Dataflow is a serverless, high-performance, and cost-effective service for stream and batch processing. It enables portability for processing jobs written in the open source Apache Beam libraries and alleviates operational burden on your data engineering teams by automating infrastructure provisioning and cluster management [Google cloud docs].
Here is a comparison between Airflow and Google cloud dataflow.
Google Cloud Composer
Google also provides a fully managed service for workflow orchestration built on the Apache Airflow called Google Cloud Composer.
Cloud Composer is a fully managed workflow orchestration service, enabling you to create, schedule, monitor, and manage workflows that span across clouds and on-premises data centers. Cloud Composer is built on the popular Apache Airflow open source project and operates using the Python programming language. By using Cloud Composer instead of a local instance of Apache Airflow, you can benefit from the best of Airflow with no installation or management overhead. Cloud Composer helps you create Airflow environments quickly and use Airflow-native tools, such as the powerful Airflow web interface and command-line tools, so you can focus on your workflows and not your infrastructure [gcp docs].
Here is a good comparison between Google Cloud Composer and Airflow on Docker and on-premise:
Cloud Composer is a GCP managed service for Airflow. Composer runs in something known as a Composer environment, which runs on Google Kubernetes Engine cluster. It also makes use of various other GCP services such as:>> - Cloud SQL - stores the metadata associated with Airflow,
App Engine Flex - Airflow web server runs as an App Engine Flex application, which is protected using an Identity-Aware Proxy,
GCS bucket - in order to submit a pipeline to be scheduled and run on Composer, all that we need to do is to copy out Python code into a GCS bucket. Within that, it'll have a folder called DAGs. Any Python code uploaded into that folder is automatically going to be picked up and processed by Composer.

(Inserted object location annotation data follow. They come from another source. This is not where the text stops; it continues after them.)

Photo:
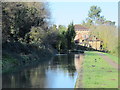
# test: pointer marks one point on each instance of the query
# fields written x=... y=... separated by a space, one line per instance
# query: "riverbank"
x=18 y=55
x=97 y=73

How Cloud Composer benefits?
Focus on your workflows, and let Composer manage the infrastructure (creating the workers, setting up the web server, the message brokers),
One-click to create a new Airflow environment,
Easy and controlled access to the Airflow Web UI,
Provide logging and monitoring metrics, and alert when your workflow is not running,
Integrate with all of Google Cloud services:Big Data, Machine Learning and so on. Run jobs elsewhere, i.e. other cloud provider (Amazon).> > Of course you have to pay for the hosting service, but the cost is low compare to if you have to host a production airflow server on your own.
Airflow on-premise
- DevOps work that need to be done:create a new server, manage Airflow installation, takes care of dependency and package management, check server health, scaling and security.>
pull an Airflow image from a registry and creating the container
creating a volume that maps the directory on local machine where DAGs are held, and the locations where Airflow reads them on the container,
whenever you want to submit a DAG that needs to access GCP service, you need to take care of setting up credentials. Application's service account should be created and downloaded as a JSON file that contains the credentials. This JSON file must be linked into your docker container and the GOOGLE_APPLICATION_CREDENTIALS environment variable must contain the path to the JSON file inside the container.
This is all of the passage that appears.